Thursday, February 08, 2007

craziness abounds

before i say anything else, i just want to go on the record and say that i am sad about the untimely death of anna nicole smith. she was a total mess and clearly had substance abuse, if not mental (retardation) problems, and she had a tabloid-perfect life (who's the babydaddy, why'd her son die, what's with the lawyer/faux husband/leech, did she really sleep with that ancient gajillionaire, how'd she lose 3000 pounds in a month, why can't i turn away from this repulsive spectacle), but no one should die in a hotel room at the age of 39, especially when she has a five-month old.

that being said, i fear that i am no longer going to win the dead pool, as i neglected to have her on my list. i didn't see it coming, though i probably should have, but anna nicole seemed like the kind of random indestructible booze-and-pills hound who would be around for ages. kinda like liza minelli.

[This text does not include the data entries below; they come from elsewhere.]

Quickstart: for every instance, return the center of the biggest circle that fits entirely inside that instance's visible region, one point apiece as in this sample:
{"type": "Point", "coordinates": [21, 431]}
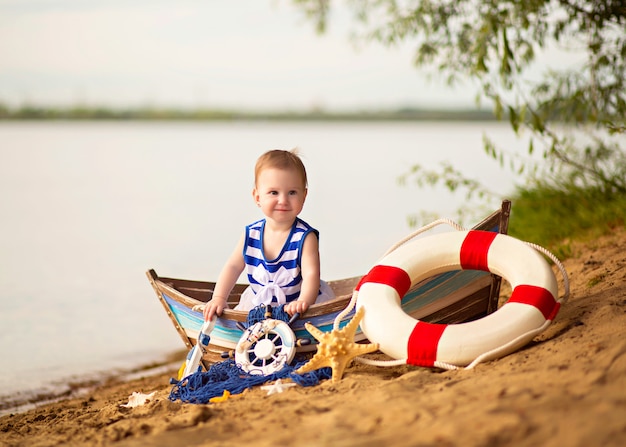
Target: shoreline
{"type": "Point", "coordinates": [566, 387]}
{"type": "Point", "coordinates": [76, 387]}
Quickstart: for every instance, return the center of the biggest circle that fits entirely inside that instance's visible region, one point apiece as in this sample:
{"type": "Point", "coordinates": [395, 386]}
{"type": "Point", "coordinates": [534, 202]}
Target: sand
{"type": "Point", "coordinates": [566, 388]}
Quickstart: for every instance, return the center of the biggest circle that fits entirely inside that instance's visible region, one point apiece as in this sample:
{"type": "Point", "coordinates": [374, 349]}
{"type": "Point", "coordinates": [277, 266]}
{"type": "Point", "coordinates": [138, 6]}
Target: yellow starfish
{"type": "Point", "coordinates": [336, 348]}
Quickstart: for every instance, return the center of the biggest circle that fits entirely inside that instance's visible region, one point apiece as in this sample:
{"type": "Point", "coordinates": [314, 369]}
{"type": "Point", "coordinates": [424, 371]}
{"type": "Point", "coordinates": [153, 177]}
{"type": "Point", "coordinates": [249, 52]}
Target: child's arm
{"type": "Point", "coordinates": [310, 270]}
{"type": "Point", "coordinates": [225, 282]}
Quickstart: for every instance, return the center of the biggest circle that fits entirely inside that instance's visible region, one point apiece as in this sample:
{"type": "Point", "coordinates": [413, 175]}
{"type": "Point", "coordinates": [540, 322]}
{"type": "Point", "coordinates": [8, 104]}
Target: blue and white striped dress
{"type": "Point", "coordinates": [276, 281]}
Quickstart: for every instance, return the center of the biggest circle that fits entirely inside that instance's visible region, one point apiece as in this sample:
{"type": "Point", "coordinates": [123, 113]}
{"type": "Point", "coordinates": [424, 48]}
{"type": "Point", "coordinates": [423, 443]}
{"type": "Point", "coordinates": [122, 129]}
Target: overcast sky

before all news outets were obsessing about anna nicole, they were freaking out about the lady astronaut who was obsessed with a gentleman astronaut who i guess was dating a different astronautess, so she drove to an airport to "talk to her," meaning probably kill her . . . i'm not entirely sure, but i do know for a fact that she was wearing a diaper as she drove the 900 miles to find her rival, because this is what all news outlets have been loudly adding to every piece of coverage. also, she wasn't dating and/or fucking the guy, she was just obsessed with him. the only reason anyone cares is because they're astronauts, who are pretty much revered as the smartest and sanest heroes employed by the federal government. otherwise, whatevs, this story belongs on a current affair. it is pretty funny, though - i got an email with the subject line "houston, she has a problem." i wonder if this case will help the new pg-rated billy bob thornton movie, the astronaut farmer, which is apparently about a farmer . . . astronaut. that's probably the worst movie title i've heard in a while.

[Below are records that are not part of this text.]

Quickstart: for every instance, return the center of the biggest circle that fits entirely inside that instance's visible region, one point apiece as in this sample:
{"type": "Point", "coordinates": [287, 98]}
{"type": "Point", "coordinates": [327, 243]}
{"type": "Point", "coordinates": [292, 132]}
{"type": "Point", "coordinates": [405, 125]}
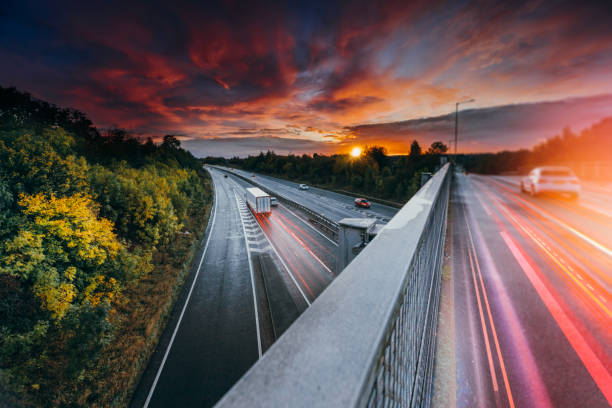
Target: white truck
{"type": "Point", "coordinates": [258, 200]}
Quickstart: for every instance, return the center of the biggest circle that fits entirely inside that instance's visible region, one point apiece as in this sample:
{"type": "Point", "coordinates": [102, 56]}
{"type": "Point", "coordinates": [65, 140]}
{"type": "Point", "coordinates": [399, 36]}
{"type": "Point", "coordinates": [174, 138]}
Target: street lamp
{"type": "Point", "coordinates": [457, 120]}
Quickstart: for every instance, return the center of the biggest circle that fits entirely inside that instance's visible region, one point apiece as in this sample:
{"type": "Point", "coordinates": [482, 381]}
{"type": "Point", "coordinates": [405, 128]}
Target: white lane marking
{"type": "Point", "coordinates": [161, 367]}
{"type": "Point", "coordinates": [286, 267]}
{"type": "Point", "coordinates": [252, 277]}
{"type": "Point", "coordinates": [279, 257]}
{"type": "Point", "coordinates": [310, 252]}
{"type": "Point", "coordinates": [307, 223]}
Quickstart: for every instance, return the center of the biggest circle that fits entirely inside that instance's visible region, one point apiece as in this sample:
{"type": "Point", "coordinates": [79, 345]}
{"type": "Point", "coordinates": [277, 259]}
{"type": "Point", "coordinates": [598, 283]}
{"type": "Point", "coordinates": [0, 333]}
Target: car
{"type": "Point", "coordinates": [362, 202]}
{"type": "Point", "coordinates": [551, 179]}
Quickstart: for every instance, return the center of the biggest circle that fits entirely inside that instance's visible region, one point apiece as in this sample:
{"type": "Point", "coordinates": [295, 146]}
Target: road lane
{"type": "Point", "coordinates": [532, 299]}
{"type": "Point", "coordinates": [307, 255]}
{"type": "Point", "coordinates": [216, 341]}
{"type": "Point", "coordinates": [331, 205]}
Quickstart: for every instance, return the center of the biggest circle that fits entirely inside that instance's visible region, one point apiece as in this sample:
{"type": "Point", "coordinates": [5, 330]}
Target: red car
{"type": "Point", "coordinates": [362, 202]}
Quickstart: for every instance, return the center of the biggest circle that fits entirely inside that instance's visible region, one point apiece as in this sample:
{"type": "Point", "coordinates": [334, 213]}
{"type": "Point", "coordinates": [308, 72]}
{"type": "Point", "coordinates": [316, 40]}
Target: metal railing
{"type": "Point", "coordinates": [329, 227]}
{"type": "Point", "coordinates": [369, 338]}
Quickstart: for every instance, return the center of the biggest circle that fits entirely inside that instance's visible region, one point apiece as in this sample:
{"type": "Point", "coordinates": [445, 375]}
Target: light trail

there have been seven confirmed victims of violent illness from attendees at the super bowl party i went to sunday night. it was a great time, other than the whole bears sucking part, with lots of good food and beer and friends. i don't know if it was something we ate or if it was a general collection of breathing in one another's various viruses and sickness, but DAMN did i get sick tuesday afternoon, and i spent all day yesterday in various stages of being dazed, crazed and pukey. i decided that i was never going to eat food or feel like a normal human being again. i was so out of it i spent 20 minutes scouring my stove because i was sick of lolling about in bed. pos was really sick, too, except that he got ill and then got better about 10 hours ahead of my schedule, so he brought me soup and saltines and gatorade and fruit last night (when is the deadline for the 2007 Best Boyfriend Evah competition?), and when i opened the door he said, "holy shit, you are WHITE."

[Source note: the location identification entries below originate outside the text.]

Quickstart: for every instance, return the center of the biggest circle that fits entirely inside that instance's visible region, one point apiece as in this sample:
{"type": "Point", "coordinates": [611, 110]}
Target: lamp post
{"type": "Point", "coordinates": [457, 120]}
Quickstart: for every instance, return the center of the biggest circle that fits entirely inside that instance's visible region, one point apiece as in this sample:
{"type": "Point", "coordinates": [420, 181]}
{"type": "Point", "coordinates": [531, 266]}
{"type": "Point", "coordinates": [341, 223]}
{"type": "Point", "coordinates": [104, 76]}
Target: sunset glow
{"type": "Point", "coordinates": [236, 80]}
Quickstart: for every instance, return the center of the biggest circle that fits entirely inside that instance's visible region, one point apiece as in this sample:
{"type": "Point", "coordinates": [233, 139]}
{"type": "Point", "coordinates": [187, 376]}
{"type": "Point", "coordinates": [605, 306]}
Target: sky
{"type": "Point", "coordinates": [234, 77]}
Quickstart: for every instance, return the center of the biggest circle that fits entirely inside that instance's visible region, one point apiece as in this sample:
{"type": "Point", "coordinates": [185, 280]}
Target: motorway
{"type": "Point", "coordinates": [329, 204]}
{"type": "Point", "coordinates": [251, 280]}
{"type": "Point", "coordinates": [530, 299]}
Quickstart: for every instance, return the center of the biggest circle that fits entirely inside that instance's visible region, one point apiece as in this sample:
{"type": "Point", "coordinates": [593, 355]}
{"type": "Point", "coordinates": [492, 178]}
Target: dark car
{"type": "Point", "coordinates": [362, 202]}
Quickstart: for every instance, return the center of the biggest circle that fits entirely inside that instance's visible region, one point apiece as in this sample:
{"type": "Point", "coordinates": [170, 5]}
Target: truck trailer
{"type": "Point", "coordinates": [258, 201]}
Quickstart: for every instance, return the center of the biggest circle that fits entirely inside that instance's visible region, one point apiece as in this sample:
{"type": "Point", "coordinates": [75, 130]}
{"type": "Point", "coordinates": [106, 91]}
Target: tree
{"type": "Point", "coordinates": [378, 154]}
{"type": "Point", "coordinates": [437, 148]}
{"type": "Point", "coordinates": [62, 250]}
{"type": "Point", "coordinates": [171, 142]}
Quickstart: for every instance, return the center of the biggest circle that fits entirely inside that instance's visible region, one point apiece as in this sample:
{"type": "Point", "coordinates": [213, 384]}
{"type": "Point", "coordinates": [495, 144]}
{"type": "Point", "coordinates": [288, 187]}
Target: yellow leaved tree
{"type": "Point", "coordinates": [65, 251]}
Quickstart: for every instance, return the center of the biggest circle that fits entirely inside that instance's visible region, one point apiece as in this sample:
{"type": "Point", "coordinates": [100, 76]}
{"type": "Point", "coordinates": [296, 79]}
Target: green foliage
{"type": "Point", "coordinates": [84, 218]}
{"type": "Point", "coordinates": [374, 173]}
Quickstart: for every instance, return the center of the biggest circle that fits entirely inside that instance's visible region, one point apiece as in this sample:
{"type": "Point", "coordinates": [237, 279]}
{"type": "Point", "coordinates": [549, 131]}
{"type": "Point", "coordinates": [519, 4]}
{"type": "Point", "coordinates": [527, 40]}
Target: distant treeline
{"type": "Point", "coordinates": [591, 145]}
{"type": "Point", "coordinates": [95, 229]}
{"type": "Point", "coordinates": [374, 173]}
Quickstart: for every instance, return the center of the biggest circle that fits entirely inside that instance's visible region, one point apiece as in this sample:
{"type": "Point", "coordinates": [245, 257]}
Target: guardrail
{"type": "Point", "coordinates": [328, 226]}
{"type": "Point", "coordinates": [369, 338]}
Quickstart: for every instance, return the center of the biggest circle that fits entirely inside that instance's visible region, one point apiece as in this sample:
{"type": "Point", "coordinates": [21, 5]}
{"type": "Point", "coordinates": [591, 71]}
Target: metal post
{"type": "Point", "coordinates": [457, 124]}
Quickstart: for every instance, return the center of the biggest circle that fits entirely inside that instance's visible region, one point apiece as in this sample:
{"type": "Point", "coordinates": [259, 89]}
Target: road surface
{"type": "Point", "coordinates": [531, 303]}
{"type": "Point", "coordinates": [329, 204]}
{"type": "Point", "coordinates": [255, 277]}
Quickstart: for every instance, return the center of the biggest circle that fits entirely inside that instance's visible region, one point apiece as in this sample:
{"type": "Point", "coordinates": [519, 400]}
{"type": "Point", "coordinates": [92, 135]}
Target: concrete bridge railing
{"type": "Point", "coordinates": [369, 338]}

but i feel like a fucking champ today. being super gross sick is pretty life-affirming the first day you feel better. i'm still boycotting real food, though.

so anyway, here's some cyberweb goodness for you:

i . . . don't . . . quite . . . understand . . . this . . . but i like it.

these are fuckin rad!

you think you've got problems?

i heart this man. sorry about adding you to my dead pool, kurt, but i like to think that you would be mildly amused.

ecf sent this to me with the subject line "new saturday night strategy." hahahahaha.

local newscasts: well, you have to fill an entire half-hour five days a week somehow. thanks jmk.

i totally forgot about this until jmk sent it to me. i just want bangbangbang. so dubm. so awes.

1 comment:

sb said...

my two favorite parts of that local newscast are a) the sketch (did they have to say it was an amateur?) and b) the quote "could be a crackhead got hold of the wrong stuff".